B组患者在常规治疗的基础上采用由威净聚砜膜低通量透析器(F14)实施血液透析治疗,透析器膜面积1.3 m2、超滤系数6 mL/(mmHg·h)、尿素清除率180 mL/min、透析液流速300 mL/min、血流量230 mL/min。
两组患者每周进行3次透析,4 h/次,两组患者均持续治疗3个月。
1.4.1 实验室指标 分别于治疗前后收集6 mL患者的空腹静脉血,首先通过高速离心机作离心处理后,分离出上清液,等分为a、b、c 3份后,将a样本经全自动免疫分析仪对样本中肾功能指标:尿素氮(blood urea nitrogen, BUN)、肌酐(serum creatinine,Scr)及血尿酸(uric acid, UA)的水平进行检测;将b样本通过酶联免疫吸附法(enzyme-linked immunosorbent assay, ELISA)对其中炎症反应指标及氧化应激指标:白介素6(interleukin-6, IL-6)、肿瘤坏死因子α(tumor necrosis factor-α, TNF-α)、过氧化物歧化酶(superoxide dismutase, SOD)、谷胱甘肽过氧化物酶(glutathione peroxidase, GSH-Px)、丙二醛(malondialdehyde, MDA)的水平进行检测;将c样本通过免疫透射比浊法对其中炎症反应指标[超敏C反应蛋白(hypersensitive C-reactive protein, hs-CRP)]的水平进行检测。
1.4.2 不良反应发生率 在治疗前后记录整合患者在治疗期间的不良反应发生情况,包括低血压、皮肤瘙痒、低血糖、睡眠障碍,并计算发生率。

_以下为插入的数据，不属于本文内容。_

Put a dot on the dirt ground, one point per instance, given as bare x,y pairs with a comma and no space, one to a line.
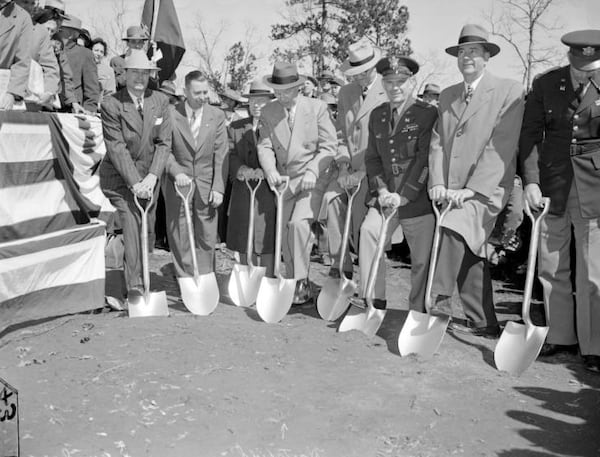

采取SPSS 22.0统计学软件对研究过程中的所有数据进行分析、处理和检验,在本研究中的计量资料符合正态分布,由()来表示,实施t检验;计数资料由例数(n)和率(%)来表示并实施χ2检验。P<0.05为差异有统计学意义。
治疗后两组患者各项肾功能指标较治疗前均有改善,其中A组的BUN、Scr及UA水平均低于B组,差异有统计学意义(P<0.05)。见表1。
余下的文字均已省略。